House of Assembly - Fifty-Fourth Parliament, First Session (54-1)
2018-07-03 Daily Xml

Contents

Glenthorne National Park

Mr MURRAY (Davenport) (15:04): My question is to the Minister for Environment and Water. Will the minister update the house on what the recent signing of a memorandum of understanding with the University of Adelaide means for the government's commitment to create a new national park in the southern suburbs of Adelaide?

The Hon. D.J. SPEIRS (Black—Minister for Environment and Water) (15:04): I thank the member for Davenport for his question, and I know that the new national park that the Liberal government is looking to create in the southern suburbs will have a fantastic benefit for many of his constituents.

It gives me great pleasure to be able to update this house that a couple of weeks ago, just at the end of the last sitting week, this government signed a memorandum of understanding with the University of Adelaide in relation to taking the first steps towards transferring the land which forms Glenthorne Farm at O'Halloran Hill—to see that transferred to the state government in order to create the foundational point of what will become Glenthorne National Park, around 1,500 hectares of open space in the southern suburbs of Adelaide, with Glenthorne Farm as the focal point for that new national park.

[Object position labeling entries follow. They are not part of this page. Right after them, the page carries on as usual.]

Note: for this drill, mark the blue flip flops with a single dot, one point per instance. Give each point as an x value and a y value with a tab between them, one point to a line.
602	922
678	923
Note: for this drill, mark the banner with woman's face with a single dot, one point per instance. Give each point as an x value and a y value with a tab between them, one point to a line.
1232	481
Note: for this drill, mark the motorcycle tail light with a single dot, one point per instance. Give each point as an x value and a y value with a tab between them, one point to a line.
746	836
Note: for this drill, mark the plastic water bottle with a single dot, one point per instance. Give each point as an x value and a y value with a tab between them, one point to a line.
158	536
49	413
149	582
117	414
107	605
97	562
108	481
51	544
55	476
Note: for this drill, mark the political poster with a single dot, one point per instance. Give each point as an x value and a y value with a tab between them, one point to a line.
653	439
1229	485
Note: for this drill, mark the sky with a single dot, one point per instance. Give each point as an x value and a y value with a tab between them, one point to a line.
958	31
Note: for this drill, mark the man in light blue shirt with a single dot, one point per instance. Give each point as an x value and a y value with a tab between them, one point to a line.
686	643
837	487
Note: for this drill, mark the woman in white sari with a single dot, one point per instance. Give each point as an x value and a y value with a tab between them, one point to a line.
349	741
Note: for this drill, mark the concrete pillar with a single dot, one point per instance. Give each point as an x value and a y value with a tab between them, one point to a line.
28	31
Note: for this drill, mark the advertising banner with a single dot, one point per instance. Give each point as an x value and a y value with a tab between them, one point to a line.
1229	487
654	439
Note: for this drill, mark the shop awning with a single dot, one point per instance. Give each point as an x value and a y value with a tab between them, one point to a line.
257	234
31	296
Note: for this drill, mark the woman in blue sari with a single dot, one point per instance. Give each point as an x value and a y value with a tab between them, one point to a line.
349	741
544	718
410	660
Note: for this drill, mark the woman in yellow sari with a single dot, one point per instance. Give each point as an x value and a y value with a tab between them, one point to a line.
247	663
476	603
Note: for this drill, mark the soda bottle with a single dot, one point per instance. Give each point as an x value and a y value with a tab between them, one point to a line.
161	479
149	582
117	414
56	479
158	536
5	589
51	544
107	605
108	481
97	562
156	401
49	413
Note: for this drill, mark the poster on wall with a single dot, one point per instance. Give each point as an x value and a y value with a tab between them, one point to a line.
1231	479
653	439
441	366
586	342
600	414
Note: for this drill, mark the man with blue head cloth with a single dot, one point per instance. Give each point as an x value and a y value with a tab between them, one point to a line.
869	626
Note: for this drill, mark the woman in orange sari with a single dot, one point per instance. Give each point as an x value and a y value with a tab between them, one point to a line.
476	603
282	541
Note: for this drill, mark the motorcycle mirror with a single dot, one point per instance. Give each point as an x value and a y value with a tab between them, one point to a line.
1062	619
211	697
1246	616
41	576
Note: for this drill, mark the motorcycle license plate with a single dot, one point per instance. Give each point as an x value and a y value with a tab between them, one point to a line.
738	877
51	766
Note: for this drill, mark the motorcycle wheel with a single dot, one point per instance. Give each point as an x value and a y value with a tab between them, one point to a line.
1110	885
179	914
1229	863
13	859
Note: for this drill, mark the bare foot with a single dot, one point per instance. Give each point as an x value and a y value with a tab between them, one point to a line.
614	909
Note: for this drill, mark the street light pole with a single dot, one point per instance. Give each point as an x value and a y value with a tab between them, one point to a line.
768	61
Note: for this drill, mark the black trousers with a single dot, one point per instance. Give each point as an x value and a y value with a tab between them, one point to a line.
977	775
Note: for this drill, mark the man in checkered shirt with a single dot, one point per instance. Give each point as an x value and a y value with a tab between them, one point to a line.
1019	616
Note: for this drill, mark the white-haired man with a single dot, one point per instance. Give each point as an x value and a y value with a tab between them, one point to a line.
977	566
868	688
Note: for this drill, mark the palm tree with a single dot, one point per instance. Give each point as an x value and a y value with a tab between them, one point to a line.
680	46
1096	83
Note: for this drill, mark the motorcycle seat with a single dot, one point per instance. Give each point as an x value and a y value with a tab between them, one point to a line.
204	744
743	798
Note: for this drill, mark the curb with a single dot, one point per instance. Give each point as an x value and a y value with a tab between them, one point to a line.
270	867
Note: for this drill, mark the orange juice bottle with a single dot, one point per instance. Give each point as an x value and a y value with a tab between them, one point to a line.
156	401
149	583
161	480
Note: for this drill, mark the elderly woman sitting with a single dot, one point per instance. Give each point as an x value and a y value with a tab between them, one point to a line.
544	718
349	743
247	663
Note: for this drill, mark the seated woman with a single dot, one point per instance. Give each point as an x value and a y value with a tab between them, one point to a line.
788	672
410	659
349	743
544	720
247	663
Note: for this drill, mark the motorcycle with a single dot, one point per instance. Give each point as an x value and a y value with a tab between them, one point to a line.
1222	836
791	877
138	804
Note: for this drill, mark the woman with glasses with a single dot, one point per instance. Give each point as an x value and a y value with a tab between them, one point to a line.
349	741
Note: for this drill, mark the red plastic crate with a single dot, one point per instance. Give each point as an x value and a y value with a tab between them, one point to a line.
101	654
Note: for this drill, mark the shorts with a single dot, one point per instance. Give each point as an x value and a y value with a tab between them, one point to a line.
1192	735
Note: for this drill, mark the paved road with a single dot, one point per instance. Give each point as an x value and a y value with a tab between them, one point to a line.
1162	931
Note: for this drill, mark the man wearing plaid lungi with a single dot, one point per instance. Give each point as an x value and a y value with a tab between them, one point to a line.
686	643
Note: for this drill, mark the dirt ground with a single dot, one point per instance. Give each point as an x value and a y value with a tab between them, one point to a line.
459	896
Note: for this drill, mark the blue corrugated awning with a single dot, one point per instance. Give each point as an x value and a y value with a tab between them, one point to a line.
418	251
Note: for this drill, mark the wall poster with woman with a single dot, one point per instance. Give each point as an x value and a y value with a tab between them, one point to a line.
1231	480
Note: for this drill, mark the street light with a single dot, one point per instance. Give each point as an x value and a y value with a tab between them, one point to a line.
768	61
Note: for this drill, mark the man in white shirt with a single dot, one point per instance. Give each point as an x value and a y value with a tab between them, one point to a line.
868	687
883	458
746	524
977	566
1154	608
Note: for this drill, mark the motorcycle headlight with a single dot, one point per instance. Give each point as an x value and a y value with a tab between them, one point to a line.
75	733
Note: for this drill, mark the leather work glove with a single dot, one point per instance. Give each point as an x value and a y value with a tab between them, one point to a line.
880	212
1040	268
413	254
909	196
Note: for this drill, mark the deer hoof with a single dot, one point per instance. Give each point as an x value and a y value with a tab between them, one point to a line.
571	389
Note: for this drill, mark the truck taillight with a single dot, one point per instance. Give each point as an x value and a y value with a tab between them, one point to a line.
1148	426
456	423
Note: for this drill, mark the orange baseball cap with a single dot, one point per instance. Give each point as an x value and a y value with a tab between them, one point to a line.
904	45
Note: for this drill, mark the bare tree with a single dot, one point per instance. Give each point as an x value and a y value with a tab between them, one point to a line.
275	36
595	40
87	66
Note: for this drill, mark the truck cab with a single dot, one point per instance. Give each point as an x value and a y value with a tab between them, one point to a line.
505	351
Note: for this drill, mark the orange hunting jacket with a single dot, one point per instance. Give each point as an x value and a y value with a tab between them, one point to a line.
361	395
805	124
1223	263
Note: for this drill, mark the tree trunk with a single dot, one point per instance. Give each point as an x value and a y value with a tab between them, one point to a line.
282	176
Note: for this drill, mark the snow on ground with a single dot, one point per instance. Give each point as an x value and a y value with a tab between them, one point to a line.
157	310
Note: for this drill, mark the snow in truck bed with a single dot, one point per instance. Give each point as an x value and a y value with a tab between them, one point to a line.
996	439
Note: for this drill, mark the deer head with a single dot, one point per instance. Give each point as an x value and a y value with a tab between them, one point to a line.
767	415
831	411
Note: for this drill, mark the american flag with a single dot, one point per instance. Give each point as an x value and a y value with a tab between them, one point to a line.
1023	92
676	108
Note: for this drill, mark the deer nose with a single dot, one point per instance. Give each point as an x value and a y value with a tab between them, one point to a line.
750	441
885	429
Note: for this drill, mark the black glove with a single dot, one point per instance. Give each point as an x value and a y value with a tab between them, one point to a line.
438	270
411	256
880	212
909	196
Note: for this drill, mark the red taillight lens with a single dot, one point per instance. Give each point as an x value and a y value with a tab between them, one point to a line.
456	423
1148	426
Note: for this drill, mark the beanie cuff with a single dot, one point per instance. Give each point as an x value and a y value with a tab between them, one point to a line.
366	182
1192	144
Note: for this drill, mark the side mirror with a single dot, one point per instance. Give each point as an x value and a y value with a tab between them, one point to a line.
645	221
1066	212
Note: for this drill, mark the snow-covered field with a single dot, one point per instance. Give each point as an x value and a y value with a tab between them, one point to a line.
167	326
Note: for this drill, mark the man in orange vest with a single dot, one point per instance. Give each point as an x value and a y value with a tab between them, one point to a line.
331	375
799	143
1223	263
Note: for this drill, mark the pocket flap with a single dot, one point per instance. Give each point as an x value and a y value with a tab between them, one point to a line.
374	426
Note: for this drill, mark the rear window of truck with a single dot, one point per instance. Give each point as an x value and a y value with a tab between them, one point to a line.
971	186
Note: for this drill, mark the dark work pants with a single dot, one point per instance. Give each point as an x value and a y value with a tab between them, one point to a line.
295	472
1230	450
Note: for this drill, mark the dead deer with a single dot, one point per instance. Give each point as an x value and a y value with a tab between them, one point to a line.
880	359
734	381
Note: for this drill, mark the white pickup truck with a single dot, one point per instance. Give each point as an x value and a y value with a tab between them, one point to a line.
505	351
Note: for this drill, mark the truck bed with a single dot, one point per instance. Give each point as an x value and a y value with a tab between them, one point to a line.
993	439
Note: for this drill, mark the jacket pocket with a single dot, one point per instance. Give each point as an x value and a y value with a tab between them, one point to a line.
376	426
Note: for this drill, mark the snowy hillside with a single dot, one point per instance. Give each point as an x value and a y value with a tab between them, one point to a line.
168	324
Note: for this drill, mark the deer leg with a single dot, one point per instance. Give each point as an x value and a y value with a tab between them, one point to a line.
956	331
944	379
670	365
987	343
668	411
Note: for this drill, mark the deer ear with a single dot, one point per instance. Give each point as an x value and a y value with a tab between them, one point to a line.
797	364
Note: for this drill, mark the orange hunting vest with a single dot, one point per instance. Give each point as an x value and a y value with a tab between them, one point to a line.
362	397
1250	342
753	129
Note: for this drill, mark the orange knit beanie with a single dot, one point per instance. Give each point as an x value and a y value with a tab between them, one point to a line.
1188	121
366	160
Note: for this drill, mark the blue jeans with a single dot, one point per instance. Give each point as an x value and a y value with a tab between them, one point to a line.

This now paves the way for negotiations around the transfer of that land and keeping intact a partnership with the University of Adelaide. We know that the university have had a somewhat difficult history over the years with that site and the stewardship of that site, but it is important that the University of Adelaide have an opportunity to stay involved with that site on an ongoing basis, because they have shown a significant amount of goodwill to the government and to the community of the southern suburbs in coming into partnership with the state government for the creation of the new national park.

So it is great to be able to update the house that the University of Adelaide will now be involved in a very significant research partnership with the state government. That research partnership will look specifically at how you develop a new urban national park from scratch. That is the great thing about Glenthorne national park: it is the creation of a new national park within the metropolitan environment. That is a once-in-a-lifetime opportunity. It is not something that happens on a regular basis by any means, not only in South Australia but anywhere in Australia and even at an international level.

We want to partner with the University of Adelaide to talk with them about what that might look like, to get them to undertake research around how this national park will be developed and in particular to get them to look at the revegetation side of this national park. We know that there is the opportunity—as well as having recreational opportunities along Majors Road, which is a recreational precinct within the park already—and the scope to do a very large-scale revegetation project, the creation of an urban forest. Sometimes this project has been described as the lungs of the south.

We want the University of Adelaide to actually undertake the research as to what that would look like: what trees, what shrubs, what grasses would you plant and where would they be planted? How would things like bushfire prevention be factored into the development of this park from the outset? What would be the balance between open space, in terms of grasslands, versus more heavily wooded areas? So the University of Adelaide is going to be heavily involved in this.

I hope that they are able to build on the longstanding work of David Paton, who has a long association with that site and has a passion for seeing grey box woodland established across the Mount Lofty Ranges. That vision was an earlier vision of the University of Adelaide for this site, and there is now an opportunity for the state government, in partnership with the university and of course in partnership with the wider community of the southern suburbs, to develop this new national park for our city.